A cette époque donc du Phédon et du Banquet, une chose qui est belle ou bonne s'explique par cette participation, qui est aussi une imitation, mimesis, metexein et mimesis, des concepts qui sont au ciel des Idées qui sont des Uns, les eïdos sont des Uns, fixes, limités et éternels, bien entendu. Par exemple si je dis cette table est belle, nous pouvons dire que la Beauté qui est au ciel est  indépendante, elle est Une et indépendante de toute relation. C'est un concept unique et indépendant de toute relation, et tout ce qui en dehors d'elle est appelé beau, une belle jeune fille, une belle marmite comme s'amuse Platon dans son dialogue sur le Beau, dans le Phèdre, il s'amuse beaucoup: est-ce que je peux dire qu'une marmite est belle, qu'une jeune fille est belle, pourtant c'est le même mot, il s'amuse beaucoup avec çà. Tout ce qui est dit beau n'a aucune beauté en soi, en fait, mais résulte uniquement de la participation à l'Idée de Beauté. Une chose n'est jamais belle en elle-même, mais seulement par participation à l'Idée. La cause, qui est au ciel, dans le monde des Idées, agit ou n'agit pas et l'effet n'est qu'une manifestation fragmentaire, multiple -dans la réalité- changeante, infinie, on retrouve le concept d'apeiron, infinie, de la chose réelle qui elle est au ciel et qui elle est unique.
Mais en fait, les difficultés de cette conception, et le désir qui va se faire jour petit à petit chez Platon de sauver l'expérience sensible, parce que vous voyez bien que ce monde sensible - vous connaissez tous le le mythe de la Caverne, de la République - nous sommes là dans la caverne, la réalité c'est une caverne, ce sont des ombres. Et petit à petit chez Platon va se faire jour le désir de sauver le monde de l'expérience, le monde sensible, voire de fonder une physique. Il ne peut pas avec cette conception première. Donc Platon va avancer beaucoup dans ses conceptions au cours du temps et notamment dans le fameux dialogue le Parménide, il va remettre en question ses propres conceptions. Le Parménide, que Lacan commente dans  le séminaire "...ou pire" est une remise en question de ses propres conceptions, il passe au crible ses propres conceptions, c'est une auto-critique.
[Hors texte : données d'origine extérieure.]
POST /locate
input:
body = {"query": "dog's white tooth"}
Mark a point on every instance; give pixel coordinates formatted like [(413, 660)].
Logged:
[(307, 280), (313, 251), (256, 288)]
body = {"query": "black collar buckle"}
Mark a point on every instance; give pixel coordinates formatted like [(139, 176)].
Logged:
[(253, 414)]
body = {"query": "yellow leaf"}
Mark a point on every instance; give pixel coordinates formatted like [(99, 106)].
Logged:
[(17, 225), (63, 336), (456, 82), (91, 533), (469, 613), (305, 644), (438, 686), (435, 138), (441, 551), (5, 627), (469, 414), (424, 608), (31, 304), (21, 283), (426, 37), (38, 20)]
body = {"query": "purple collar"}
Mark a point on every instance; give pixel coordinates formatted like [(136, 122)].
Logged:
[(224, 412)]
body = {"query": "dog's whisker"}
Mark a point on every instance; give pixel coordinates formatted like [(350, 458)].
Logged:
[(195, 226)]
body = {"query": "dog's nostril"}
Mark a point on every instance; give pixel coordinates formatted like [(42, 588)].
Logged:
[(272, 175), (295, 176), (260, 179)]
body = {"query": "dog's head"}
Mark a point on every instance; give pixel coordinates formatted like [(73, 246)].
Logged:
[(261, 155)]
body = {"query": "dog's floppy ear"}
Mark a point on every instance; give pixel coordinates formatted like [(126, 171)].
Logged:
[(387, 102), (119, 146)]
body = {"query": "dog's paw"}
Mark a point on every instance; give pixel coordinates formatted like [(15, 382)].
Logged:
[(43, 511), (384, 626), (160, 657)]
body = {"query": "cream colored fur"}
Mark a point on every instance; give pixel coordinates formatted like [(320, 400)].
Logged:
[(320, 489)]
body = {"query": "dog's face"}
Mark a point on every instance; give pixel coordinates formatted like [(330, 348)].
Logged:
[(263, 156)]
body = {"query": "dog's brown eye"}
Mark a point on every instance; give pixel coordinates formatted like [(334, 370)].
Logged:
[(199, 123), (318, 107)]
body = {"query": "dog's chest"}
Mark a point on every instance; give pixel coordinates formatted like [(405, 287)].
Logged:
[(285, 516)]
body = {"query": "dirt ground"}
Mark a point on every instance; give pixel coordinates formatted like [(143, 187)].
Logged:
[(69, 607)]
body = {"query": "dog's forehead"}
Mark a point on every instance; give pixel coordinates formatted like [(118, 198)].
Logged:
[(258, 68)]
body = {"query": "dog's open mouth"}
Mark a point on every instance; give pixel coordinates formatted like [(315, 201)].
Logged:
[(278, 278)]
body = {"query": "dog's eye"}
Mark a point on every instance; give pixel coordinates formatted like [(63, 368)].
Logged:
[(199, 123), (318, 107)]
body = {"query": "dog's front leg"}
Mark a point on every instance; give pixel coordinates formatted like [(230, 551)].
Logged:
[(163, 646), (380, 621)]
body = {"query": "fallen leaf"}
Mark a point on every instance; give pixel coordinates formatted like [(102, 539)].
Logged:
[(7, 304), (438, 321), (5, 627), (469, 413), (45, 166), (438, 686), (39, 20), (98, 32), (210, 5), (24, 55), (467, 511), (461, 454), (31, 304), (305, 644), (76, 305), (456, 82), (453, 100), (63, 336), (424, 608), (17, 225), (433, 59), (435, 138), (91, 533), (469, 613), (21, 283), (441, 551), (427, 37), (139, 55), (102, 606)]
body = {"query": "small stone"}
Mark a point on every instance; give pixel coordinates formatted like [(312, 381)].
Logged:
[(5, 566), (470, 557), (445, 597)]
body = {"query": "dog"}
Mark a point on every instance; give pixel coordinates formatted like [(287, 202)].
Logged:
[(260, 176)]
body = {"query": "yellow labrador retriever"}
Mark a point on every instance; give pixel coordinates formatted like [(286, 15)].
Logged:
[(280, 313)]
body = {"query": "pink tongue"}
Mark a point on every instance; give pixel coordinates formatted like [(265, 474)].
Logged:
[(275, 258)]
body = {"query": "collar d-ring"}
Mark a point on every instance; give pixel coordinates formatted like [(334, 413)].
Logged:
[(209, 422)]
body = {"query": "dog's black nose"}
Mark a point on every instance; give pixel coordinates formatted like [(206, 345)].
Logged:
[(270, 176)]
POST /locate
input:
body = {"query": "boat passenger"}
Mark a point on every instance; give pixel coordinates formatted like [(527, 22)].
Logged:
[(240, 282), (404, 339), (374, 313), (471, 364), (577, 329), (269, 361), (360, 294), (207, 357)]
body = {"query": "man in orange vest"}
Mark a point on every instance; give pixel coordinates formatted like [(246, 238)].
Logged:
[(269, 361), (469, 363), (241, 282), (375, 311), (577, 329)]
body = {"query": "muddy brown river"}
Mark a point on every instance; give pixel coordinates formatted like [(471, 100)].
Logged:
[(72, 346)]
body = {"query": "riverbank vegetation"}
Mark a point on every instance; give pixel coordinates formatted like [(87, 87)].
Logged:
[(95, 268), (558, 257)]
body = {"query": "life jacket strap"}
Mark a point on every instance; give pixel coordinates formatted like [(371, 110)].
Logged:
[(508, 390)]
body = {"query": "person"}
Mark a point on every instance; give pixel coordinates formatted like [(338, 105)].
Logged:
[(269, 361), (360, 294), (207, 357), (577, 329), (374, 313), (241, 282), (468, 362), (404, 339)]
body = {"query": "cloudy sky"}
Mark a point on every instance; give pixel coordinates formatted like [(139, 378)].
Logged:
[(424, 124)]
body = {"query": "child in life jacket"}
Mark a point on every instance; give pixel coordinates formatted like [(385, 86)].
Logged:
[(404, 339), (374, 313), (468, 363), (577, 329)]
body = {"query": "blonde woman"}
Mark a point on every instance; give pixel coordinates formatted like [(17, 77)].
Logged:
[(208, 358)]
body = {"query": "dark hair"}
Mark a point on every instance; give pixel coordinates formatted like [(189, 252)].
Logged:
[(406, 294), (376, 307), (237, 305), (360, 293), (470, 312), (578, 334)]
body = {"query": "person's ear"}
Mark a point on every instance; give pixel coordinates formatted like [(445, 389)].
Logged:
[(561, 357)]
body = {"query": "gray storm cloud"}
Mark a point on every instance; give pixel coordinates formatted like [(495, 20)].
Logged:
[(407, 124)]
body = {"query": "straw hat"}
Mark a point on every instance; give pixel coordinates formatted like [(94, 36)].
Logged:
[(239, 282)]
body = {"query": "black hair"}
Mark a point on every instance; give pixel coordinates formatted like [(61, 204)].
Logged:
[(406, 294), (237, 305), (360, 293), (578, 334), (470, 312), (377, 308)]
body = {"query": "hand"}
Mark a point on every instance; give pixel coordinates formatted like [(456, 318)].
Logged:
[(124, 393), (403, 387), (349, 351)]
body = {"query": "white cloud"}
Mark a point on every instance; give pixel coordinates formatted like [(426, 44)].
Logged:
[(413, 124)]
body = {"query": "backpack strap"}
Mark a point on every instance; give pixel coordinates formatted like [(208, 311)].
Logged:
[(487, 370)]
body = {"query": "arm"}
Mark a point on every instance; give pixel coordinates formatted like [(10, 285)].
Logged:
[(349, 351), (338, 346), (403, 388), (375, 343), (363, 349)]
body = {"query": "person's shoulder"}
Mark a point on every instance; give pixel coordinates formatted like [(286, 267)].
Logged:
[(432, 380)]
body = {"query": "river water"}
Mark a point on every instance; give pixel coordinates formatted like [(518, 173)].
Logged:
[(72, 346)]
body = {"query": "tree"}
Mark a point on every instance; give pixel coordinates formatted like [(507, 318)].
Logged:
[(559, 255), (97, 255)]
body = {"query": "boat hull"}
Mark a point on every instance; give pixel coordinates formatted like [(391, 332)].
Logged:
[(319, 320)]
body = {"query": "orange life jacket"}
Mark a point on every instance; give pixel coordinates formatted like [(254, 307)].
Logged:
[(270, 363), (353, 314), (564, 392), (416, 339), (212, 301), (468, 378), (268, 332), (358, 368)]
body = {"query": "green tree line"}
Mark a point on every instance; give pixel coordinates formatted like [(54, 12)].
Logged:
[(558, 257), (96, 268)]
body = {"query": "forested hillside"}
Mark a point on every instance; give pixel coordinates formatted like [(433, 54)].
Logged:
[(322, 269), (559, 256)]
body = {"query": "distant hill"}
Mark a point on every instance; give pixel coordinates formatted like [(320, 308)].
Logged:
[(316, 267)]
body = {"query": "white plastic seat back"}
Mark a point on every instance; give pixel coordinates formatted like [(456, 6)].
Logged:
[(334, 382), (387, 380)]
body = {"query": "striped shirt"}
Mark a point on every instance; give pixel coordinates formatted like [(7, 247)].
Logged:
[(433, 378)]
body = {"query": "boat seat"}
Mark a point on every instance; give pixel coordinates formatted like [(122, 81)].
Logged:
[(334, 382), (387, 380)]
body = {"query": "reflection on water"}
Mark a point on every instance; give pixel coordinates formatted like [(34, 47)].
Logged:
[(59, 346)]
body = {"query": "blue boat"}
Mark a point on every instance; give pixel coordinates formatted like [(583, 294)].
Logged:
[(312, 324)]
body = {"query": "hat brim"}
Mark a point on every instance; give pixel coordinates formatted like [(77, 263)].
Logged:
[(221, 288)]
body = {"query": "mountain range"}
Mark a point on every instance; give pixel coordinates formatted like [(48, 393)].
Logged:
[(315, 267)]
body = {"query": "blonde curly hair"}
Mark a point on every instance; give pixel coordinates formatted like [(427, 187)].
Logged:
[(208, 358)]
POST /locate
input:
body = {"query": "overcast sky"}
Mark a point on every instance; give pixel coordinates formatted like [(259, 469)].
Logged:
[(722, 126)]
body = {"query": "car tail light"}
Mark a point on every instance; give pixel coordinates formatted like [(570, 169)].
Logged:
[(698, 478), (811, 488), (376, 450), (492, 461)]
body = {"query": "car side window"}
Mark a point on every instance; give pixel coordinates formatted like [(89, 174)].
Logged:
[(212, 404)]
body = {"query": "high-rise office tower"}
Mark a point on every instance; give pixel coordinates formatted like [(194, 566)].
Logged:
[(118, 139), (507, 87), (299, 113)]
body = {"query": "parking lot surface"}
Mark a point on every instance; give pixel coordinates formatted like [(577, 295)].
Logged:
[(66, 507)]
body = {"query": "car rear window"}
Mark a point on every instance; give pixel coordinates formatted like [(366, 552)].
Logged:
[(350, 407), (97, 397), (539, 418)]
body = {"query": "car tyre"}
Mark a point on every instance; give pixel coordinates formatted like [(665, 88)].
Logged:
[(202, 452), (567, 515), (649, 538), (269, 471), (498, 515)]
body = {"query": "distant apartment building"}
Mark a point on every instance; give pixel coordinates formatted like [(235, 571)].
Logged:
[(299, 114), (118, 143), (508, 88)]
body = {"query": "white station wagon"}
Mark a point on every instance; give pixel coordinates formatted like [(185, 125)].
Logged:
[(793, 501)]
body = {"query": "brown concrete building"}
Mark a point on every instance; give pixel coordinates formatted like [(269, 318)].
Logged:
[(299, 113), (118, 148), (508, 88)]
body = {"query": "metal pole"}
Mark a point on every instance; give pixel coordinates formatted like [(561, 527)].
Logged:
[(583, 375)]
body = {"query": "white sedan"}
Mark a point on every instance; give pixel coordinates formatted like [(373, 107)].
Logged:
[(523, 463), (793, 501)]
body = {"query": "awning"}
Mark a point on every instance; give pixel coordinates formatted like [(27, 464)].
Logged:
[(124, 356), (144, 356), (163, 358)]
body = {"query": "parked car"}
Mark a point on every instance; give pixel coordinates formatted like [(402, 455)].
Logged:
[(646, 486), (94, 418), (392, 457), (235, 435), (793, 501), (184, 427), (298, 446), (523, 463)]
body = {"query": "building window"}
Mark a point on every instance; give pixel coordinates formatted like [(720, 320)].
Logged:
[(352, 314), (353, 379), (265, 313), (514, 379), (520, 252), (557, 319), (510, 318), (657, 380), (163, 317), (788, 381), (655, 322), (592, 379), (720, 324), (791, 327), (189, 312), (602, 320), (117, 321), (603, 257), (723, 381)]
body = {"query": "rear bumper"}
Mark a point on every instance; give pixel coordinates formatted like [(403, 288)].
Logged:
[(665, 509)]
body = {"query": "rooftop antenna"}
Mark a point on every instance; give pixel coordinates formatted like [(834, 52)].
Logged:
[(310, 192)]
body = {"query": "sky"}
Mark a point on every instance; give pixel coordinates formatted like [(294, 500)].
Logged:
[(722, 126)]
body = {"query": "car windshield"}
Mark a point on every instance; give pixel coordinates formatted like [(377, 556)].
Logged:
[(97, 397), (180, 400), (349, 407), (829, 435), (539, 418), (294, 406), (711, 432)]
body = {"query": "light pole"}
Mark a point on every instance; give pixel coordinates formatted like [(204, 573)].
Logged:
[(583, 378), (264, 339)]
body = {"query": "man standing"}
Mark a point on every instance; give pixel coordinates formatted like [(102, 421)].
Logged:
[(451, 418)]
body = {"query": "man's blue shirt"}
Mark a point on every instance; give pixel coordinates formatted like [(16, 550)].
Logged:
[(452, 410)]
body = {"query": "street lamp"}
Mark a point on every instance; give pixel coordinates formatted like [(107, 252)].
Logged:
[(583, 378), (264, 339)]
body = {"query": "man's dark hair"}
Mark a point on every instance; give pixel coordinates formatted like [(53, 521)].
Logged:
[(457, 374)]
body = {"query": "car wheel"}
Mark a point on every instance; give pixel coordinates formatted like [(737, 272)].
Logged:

Alors je vais essayer d'être assez brève là-dessus pour arriver à un concept qui m'intéresse particulièrement. D'abord, il va souligner les difficultés de cette participation, cette metaxein. Par exemple, dit-il, si on suppose que c'est l'eïdos toute entière, par exemple tout à l'heure je disais la Beauté, qui est participée, qui sort d'elle-même, alors elle abdique son unité pour se faire multiple et infinie dans la réalité. Comment on se débrouille avec çà? Si on insiste sur l'idée que la metaxein est une mimesis, donc une imitation du monde intelligible, alors pour rassembler le modèle, la belle table, pardon! L'Idée de beauté, et sa copie la belle table, la belle jeune fille, la belle marmite, etc. il faudra supposer une autre forme référente, c'est le fameux argument que vous connaissez qu'on appelle du troisième homme, s'il y en a deux, alors il va en falloir un troisième qui va faire référence, et ainsi de suite à l'infini, puisque si j'en prend un troisième, il en faudra un autre qui fera encore référence, et référence, et référence, et ainsi de suite à l'infini, nous entrons donc dans le chaos qui affecterait le monde des Idées elles-même. Voilà quelques arguments avancés par Platon lui-même contre sa propre doctrine. Donc nous sommes acculés à une chose redoutable si nous tentons de conférer de la réalité au sensible - nous, nous dirions du Réel - au sensible, le monde intelligible devient chaotique par infinitisation; il devient donc inconnaissable, et si nous refusons ces conséquences, c'est le sensible alors qui lui n'étant pas intelligible devient inconnaissable. Nous sommes effectivement dans une pensée circulaire, ce que disait Melman. C'est soit l'un soit l'autre qui est inconnaissable mais nous ne nous en sortons pas; soit c'est le sensible qui devient multiple et apeiron, infini, donc inconnaissable, immaîtrisable par le concept, soit c'est le monde intelligible lui-même qui devient apeiron et inconnaissable.
-M.D. Deux infinis.
-MCCadeau: Oui, dans ce sens là, il y aurait deux infinis. Mais dans tous les cas, apeiron pour Platon veut dire inconnaissable, que le concept ne peut pas maîtriser, le concept est la maîtrise bien sûr.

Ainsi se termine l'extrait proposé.